Objective: To investigate the effect of nifedipine on testicular torsion-detorsion injury.
Materials And Methods: Twenty-four adult male Sprague-Dawley rats were randomly divided into 3 groups, each containing 8 rats. Rats in the control group underwent a sham operation of the left testis. In the torsion-detorsion (T/D) group, the left testis was twisted at 720° for 3 hours. After 3 hours of reperfusion, at the end of the experiment, the testes were removed. Rats in the treatment group received the same surgical procedure as the T/D group, but nifedipine was administered intraperitoneally (100 μg/kg) 30 minutes before the time of detorsion.

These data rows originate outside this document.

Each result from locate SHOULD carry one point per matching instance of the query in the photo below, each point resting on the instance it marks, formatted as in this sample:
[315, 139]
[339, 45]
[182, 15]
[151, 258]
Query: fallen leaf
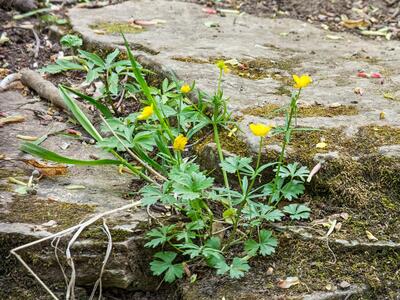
[359, 91]
[147, 22]
[229, 11]
[11, 119]
[26, 137]
[288, 282]
[370, 236]
[325, 27]
[210, 11]
[331, 228]
[75, 187]
[351, 24]
[3, 38]
[376, 75]
[50, 223]
[334, 37]
[47, 170]
[362, 74]
[233, 62]
[335, 105]
[321, 145]
[211, 24]
[344, 285]
[314, 171]
[74, 132]
[389, 96]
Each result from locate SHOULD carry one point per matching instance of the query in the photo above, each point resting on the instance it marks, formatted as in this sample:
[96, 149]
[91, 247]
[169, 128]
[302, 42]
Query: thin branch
[37, 47]
[80, 227]
[134, 156]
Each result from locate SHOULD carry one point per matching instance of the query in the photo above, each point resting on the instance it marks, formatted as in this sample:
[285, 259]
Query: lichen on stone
[274, 110]
[117, 28]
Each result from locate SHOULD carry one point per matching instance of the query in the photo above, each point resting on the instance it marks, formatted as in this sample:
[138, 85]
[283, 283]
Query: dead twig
[64, 232]
[37, 46]
[134, 156]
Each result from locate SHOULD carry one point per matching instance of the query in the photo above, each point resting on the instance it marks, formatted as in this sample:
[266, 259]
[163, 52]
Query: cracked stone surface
[271, 50]
[54, 207]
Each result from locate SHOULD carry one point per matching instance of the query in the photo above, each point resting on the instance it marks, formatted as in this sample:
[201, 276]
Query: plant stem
[244, 201]
[286, 140]
[220, 155]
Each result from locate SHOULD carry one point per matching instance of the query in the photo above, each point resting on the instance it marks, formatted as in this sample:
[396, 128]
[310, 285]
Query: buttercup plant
[222, 227]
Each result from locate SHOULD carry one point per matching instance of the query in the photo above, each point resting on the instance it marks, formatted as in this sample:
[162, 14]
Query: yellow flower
[222, 66]
[146, 113]
[185, 89]
[260, 129]
[180, 142]
[302, 81]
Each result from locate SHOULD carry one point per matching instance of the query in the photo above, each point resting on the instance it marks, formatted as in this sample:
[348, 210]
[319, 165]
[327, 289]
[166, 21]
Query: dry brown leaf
[351, 24]
[47, 170]
[11, 119]
[26, 137]
[370, 236]
[288, 282]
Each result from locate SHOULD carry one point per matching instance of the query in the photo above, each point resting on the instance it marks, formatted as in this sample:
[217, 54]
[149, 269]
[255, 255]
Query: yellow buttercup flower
[180, 142]
[222, 66]
[302, 81]
[146, 113]
[260, 129]
[185, 89]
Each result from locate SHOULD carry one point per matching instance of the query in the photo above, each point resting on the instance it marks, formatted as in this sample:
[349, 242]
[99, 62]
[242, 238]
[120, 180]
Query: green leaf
[265, 246]
[164, 264]
[110, 57]
[71, 41]
[293, 189]
[233, 164]
[32, 13]
[238, 268]
[159, 236]
[79, 115]
[100, 106]
[151, 194]
[297, 211]
[94, 58]
[43, 153]
[138, 75]
[294, 170]
[113, 83]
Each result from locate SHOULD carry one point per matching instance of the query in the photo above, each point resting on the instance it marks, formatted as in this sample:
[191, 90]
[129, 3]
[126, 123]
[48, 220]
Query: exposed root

Results: Unilateral testicular torsion-detorsion caused a significant increase in the malondialdehyde level and apoptosis and caused significant decreases in superoxide dismutase and glutathione peroxidase activities in ipsilateral testes. The rats treated with nifedipine had a significant decrease in malondialdehyde level and apoptosis and had significant increases in superoxide dismutase and glutathione peroxidase activities in ipsilateral testes compared with those of the T/D group.
Conclusion: These results suggest that biochemical and histological torsion-detorsion injury occurs in the ipsilateral testes after a 3-hour torsion and 3-hour detorsion and that administration of nifedipine before detorsion prevents ischemia/reperfusion cellular damage in the testicular tissue.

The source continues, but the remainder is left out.